Cuando brillas un poco
tu luz araña los ojos
de aquellos que no
tuvieron
otra cosa que la
oscuridad.
Justo en este instante
eres parte del infierno
de alguien
y tal vez otro alguien
conjura
tu martirio
tu desgracia
y tu muerte
solo para consolarse
sabiéndote más infeliz.
De mala gente está lleno
el mundo
y el trance infernal de tu
vida:
gente que un día
pisoteaste
cuando mordieron tu alma
y te forzaron a ser como
ellos.
*
Lamentación de Oscar Wilde
(desde la cárcel de Reading)
Nadie extienda la ofrenda lastimosa
no procuren el tacto a este corazón
ni señales para que sepa de la misericordia
que me ha sido negada.
A este sumidero arriban sólo esquirlas
—de las horas—
que presagian falsas estaciones
gendarmes como aurigas del escarnio
códigos que tuercen la espera.
Los amantes claudiquen en su empeño
y la lluvia que no confiese el florecimiento:
sobras alimentan mi existencia
—ábside donde pernoctan huesos enfermos
de silencio y orfandad.
Ningún rostro asome sus ojos al fondo de la
celda
ni acerque el calor de su carne a los hierros
adentro habita un ser corrompido
que ha traspasado los umbrales
y persiste en el anverso del error.
Detengan sus pasos
la proximidad de sus sombras
cualquier gesto no será sino inutilidad
analogía de olvido:
dádiva no habrá que revoque la sentencia
esta culpa que inclina mi espina dorsal
cada vez más cerca de la tierra
que ávida me espera.
*
Fragmento del diario apócrifo de Verlaine
Desando las calles más lóbregas de París
la herrumbre y pestilencia de estos páramos
hacen lazos en mi alma
sujetan la culpa que no alcanzo a disipar
en cada trago de ajenjo que calcina mis entrañas.

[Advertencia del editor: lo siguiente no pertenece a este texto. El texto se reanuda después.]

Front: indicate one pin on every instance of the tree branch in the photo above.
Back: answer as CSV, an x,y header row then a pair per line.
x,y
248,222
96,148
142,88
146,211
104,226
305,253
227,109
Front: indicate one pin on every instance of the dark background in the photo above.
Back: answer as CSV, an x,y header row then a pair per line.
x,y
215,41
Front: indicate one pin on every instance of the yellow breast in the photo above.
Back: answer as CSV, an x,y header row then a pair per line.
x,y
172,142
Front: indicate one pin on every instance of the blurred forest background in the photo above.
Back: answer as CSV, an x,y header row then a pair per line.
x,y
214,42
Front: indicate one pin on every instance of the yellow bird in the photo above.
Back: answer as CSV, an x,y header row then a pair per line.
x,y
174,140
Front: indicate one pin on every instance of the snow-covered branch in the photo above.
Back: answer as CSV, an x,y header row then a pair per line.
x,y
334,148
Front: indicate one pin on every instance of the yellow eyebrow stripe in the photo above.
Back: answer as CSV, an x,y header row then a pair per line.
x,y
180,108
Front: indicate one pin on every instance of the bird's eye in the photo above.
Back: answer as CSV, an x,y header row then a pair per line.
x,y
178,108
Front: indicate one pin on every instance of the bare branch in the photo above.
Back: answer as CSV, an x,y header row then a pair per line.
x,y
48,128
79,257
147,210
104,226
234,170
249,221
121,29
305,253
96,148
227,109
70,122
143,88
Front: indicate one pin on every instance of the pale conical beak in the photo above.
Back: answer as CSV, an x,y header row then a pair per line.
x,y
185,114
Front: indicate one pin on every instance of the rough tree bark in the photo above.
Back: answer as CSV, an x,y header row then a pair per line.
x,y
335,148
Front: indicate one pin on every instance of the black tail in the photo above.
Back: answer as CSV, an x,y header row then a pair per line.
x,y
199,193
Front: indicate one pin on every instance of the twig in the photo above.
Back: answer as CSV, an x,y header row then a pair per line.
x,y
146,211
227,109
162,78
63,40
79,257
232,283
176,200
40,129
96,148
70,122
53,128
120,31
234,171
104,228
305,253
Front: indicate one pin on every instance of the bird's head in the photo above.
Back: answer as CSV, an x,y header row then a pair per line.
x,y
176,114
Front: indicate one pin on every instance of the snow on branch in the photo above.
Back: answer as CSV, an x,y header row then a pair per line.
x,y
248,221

El destino arrastra la soledad
allí donde esta conciencia solo atina
a perpetuar el olor del arma usada en tu contra
la herida de tu muñeca izquierda
aquellas noches en la cárcel de Mons
donde fui confinado a pesar de los ruegos.
No fue mi culpa Rimbaud
había voces que confesaban tus traiciones
cuerpos a los que te entregabas
aun cuando oscuros demonios engullían
la paz que ofrecí a cambio de tu afecto.
Por eso disparé dos veces
me regocijé de la sangre —como vindicación—
abjurando mi libertad.
Hoy vago por las calles más sucias de París:
sólo me acompañan lémures de la prisión de Mons
el estrépito del arma
el olor de la sangre
y contemplo de lejos el esplendor de tu vida
mientras la pobreza y la muerte
se disputan mi nombre.
****
Datos:
Milho
Montenegro (La Habana, 1982). Poeta, narrador y
periodista. Licenciado en Psicología General por la
Universidad de La Habana. Egresado del Centro de Formación Literaria Onelio
Jorge Cardoso. Ganador de diversos premios entre los que destacan: Premio
Nacional de Poesía Pinos Nuevos (2017),
Premio Beca de Creación Prometeo en
el XXII Premio de Poesía La Gaceta de
Cuba, 1er Premio en el III
Concurso Internacional de Haikus Ueshima
Unitsura (2018), y Premio Nacional de Poesía Francisco Mir Mulet (2020). Ha publicado los cuadernos Rostros de ciudad (poesía, 2015), Muchachas que llegan con la noche (poesía,
2017), Muchachos que no merecí (poesía,
2017), Erosiones (poesía, 2017), Los sutiles vástagos (poesía, 2019) y Las inocentes (novela, 2020). Ha
compilado, junto al poeta Osmán Avilés, la selección Impertinencia de las Dípteras. Antología poética sobre la mosca
(Ediciones Exodus, EE.UU., 2019). Actualmente investiga el comportamiento de la
poesía carcelaria cubana, desde sus orígenes hasta el presente.
[1] Phillis
Wheatley es conocida como la primera escritora afroamericana en publicar un
libro de poesía en los Estados Unidos.